Lastly, take a critical look at the materials used to deliver instruction. Do the novels and textbooks used have diversity? Do they represent the views of more than one culture and side of history? For related arts teachers, does the art and music taught and created represent the perspectives of diverse groups? These things are important when creating an inclusive environment and supporting students of all backgrounds.
Encouraging and nurturing student voice is a critical component of culturally responsive teaching. Every person goes through their own life experiencing their own truth and moments that collectively become their unique cultural identity. Inspiring students to share the cultural norms their families respect promotes respect for student differences, gaining perspective, and developing empathy. It also facilitates relationship building and class connectedness, which lead to a strong sense of belonging and pride in their community.
Model High Expectations
Educators who value equity believe that all students can learn. Culturally responsive teachers believe that all students, given equitable access to curriculum and appropriate supports, can achieve high-level learning and success. They believe this despite race, economic status, and culture.
These educators also recognize that the institutional systems that have been in place historically have allowed students of lower socio-economic status or minority races to become marginalized, perpetuating stereotypes and prejudices within the education system.

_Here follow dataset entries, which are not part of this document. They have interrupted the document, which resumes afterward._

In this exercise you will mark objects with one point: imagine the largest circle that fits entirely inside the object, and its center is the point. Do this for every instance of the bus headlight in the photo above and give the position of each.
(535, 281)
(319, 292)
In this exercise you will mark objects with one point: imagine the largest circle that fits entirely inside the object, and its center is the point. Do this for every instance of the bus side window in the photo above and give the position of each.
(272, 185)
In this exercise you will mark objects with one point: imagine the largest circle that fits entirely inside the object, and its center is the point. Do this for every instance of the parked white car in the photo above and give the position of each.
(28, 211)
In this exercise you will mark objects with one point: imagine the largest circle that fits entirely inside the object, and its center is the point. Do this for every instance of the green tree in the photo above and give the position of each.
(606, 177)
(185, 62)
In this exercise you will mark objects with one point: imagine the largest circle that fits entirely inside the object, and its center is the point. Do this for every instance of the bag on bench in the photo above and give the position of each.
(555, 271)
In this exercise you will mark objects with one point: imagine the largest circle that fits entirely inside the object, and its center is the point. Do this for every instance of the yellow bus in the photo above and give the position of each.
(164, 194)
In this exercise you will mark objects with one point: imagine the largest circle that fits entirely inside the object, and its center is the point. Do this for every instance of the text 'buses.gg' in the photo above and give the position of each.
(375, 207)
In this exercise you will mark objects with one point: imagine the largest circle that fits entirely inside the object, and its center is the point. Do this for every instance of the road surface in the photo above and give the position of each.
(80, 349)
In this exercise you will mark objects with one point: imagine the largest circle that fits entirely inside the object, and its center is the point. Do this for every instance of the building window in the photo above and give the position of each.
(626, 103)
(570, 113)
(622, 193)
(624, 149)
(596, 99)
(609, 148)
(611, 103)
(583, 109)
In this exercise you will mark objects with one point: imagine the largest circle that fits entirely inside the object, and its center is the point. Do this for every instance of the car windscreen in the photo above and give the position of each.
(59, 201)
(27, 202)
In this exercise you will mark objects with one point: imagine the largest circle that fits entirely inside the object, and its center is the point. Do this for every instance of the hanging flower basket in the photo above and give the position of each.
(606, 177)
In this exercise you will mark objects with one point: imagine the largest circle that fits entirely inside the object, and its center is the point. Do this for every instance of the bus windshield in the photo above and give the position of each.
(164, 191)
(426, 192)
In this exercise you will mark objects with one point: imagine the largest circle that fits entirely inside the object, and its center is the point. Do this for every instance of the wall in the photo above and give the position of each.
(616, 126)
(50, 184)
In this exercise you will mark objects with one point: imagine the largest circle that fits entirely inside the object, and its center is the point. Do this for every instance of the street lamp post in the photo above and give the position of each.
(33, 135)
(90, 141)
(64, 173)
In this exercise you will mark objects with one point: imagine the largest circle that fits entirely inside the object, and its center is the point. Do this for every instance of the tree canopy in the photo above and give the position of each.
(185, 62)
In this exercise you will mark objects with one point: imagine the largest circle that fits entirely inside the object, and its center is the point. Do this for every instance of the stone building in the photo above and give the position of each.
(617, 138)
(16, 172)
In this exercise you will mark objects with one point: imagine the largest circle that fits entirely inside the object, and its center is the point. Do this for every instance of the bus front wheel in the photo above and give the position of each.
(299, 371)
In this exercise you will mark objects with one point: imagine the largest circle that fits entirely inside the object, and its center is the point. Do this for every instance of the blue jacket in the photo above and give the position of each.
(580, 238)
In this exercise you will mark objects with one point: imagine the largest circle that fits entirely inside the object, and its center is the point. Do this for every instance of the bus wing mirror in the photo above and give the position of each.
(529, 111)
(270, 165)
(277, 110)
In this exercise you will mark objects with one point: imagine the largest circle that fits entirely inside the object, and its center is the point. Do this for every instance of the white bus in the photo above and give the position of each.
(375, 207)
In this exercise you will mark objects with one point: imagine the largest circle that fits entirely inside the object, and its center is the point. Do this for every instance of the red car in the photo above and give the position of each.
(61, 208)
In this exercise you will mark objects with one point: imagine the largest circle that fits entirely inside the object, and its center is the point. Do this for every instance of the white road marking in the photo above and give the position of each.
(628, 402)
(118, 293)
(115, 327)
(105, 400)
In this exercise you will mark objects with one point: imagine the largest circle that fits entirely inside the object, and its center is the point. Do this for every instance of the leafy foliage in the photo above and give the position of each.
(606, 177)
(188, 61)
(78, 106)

Culturally responsive teachers combat this history and work to restore justice and equity for these students through high expectations for all.
Collaborate with Families and the Local Community
Part of developing and maintaining a culturally responsive classroom is developing relationships with families and community. It is extremely important that this communication is in the native language of families at home. This allows families and teachers to develop trusting relationships based on respect and a sense of partnership. “Culturally responsive educators assume that parents are interested in being involved in their children’s education and they develop engagement strategies that are sensitive to the unique barriers faced by immigrant families, families of color, and low-income families” (NewAmerica.org).
It is also important that educators consider barriers to parental and family engagement such as limitations on transportation, work schedules, and language barriers. Helping to mitigate these circumstances is the role of a culturally responsive teacher.